6. Tunnel penetration program
General Enterprise Network does not want to upgrade or change their firewall and NAT equipment configuration, and do not want internal and external interactions to bypass these devices, using allow IP voice and video through firewall and NAT tunnel penetration plan perhaps the most appropriate, There is currently a US Ridgeway, which is currently available.
The tunnel penetration solution consists of two components, Server software and Client software. Client is placed in the private network in the firewall, and it has a gatekeeper function and proxy function. The terminal within the private network is registered on the client, and it is a signaling and control channel, which creates a signaling and control channel, and all registration and calls. Control signaling forwarded to Server, and forwarding audio and video data to Server, replacing the address and port number of the internal terminal and the address and port number sending the internal terminal to the terminal. Server is placed outside the public space outside the firewall, which can be located in the service provider network or the role of the company's DMZ area, Server plays a gatekeeper agent, all registrations and call signaling received from the client to the center gateway .
Communication between Server and Client mainly transmits data through two fixed ports, which are 2776 and 2777 ports, which are allocated to ridgeway by IANA institutions.
When the private network is started:
1. It establishes a fixed connection to transfer control and status information with 2776 ports on the Server;
2. It monitors the private network H.323 gatekeeper registration and request information;
When a terminal starts:
1. The terminal transmits the registration information to the center gateway through the connection between Client / Server.
2. Server assigned to each registered terminal a unique port number (corresponding to the IP address of the Server).

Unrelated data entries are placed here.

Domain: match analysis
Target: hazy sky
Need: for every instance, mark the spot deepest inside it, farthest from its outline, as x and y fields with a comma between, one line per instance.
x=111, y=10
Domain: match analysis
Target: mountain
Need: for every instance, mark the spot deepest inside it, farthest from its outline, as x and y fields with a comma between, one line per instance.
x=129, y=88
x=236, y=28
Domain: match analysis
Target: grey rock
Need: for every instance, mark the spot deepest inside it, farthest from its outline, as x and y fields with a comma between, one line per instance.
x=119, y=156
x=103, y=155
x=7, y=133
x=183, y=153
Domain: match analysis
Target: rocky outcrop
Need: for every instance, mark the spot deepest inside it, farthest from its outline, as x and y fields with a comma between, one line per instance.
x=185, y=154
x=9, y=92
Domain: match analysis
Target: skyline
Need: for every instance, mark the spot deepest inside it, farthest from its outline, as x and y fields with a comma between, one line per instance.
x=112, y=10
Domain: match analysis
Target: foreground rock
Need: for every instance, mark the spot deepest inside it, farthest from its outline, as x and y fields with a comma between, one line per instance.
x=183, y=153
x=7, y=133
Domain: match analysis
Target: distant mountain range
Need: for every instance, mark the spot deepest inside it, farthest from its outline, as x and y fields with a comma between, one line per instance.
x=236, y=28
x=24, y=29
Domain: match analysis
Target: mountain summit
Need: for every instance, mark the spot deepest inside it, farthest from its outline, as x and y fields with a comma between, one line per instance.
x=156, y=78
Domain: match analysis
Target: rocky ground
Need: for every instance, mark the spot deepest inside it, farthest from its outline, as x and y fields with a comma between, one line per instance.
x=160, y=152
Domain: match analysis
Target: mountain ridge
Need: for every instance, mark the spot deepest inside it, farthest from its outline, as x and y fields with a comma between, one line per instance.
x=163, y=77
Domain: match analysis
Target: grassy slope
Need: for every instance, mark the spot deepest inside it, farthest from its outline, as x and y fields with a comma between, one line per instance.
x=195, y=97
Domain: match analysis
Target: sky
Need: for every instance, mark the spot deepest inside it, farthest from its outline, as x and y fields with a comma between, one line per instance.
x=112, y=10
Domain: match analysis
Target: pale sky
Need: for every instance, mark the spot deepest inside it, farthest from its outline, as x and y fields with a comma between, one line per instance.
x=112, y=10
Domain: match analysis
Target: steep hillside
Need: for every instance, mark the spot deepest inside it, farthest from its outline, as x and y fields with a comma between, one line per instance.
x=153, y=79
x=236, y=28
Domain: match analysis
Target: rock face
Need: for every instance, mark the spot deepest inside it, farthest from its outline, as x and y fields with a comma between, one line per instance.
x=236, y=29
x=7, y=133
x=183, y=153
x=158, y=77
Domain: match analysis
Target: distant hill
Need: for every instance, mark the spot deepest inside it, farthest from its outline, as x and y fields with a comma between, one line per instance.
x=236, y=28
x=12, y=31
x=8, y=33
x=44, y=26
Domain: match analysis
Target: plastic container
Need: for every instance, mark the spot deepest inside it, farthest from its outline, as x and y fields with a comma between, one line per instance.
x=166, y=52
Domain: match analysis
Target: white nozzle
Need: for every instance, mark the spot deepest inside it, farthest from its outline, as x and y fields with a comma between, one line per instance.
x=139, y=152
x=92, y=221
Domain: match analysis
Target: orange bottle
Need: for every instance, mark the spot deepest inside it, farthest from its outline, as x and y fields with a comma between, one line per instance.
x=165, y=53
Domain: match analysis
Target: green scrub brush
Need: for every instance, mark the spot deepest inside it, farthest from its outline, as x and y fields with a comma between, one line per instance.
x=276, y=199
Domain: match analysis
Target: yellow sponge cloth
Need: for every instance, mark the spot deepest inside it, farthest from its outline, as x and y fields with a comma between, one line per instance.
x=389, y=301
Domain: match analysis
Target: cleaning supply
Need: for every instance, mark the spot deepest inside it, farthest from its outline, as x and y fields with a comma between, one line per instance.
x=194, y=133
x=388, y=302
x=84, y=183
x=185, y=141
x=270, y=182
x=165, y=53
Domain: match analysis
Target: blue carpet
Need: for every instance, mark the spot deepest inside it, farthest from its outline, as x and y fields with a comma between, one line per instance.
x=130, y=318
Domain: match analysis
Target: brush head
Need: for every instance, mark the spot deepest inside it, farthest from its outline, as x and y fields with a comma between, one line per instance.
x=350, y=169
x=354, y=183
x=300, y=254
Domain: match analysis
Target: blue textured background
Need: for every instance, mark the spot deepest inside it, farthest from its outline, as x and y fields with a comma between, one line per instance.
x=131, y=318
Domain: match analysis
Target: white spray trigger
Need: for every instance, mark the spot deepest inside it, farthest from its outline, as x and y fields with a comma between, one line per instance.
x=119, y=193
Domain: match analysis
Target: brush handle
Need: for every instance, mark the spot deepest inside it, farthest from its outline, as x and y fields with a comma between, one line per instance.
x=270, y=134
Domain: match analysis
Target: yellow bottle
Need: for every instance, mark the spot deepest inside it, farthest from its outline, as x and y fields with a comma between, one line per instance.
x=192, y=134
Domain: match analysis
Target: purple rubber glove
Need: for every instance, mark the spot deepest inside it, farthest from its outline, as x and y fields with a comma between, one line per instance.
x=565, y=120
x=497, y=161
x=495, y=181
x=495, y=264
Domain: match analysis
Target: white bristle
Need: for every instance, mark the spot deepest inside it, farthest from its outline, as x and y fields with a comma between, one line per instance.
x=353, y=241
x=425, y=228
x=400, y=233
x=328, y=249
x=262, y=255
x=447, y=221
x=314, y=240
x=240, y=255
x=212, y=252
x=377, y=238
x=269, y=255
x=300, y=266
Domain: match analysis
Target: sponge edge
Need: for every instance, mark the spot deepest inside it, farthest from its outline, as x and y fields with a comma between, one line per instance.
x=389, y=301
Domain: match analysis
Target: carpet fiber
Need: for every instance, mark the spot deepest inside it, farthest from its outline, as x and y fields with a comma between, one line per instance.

When a terminal calls another terminal outside the firewall, all packets are routed to the server through the client, and the returned data is also returned from the server via the Client route back to the terminal. When the call is created, the client ensures that all required firewalls are kept open so that audio and video data can be transmitted through the channels open on these firewalls.
Using this method IP address information is well shielded because all packets are forwarded through Server, each terminal seems to be in direct and server, not with other terminals, which guarantees the terminal. The IP address is not available outside the network. And this method does not have to make any modifications to the firewall configuration in most cases. For those of those firewall settings to open outward ports, administrators can create simple principles to allow outward connections to both Client to Server 2776 and 2777. The maximum disadvantage of this method is that all firewalls must be transferred via Server, which can cause potential bottlenecks, which increases less than 5ms from the process of client and server. But this is a must, because Server is the unique trust of the firewall.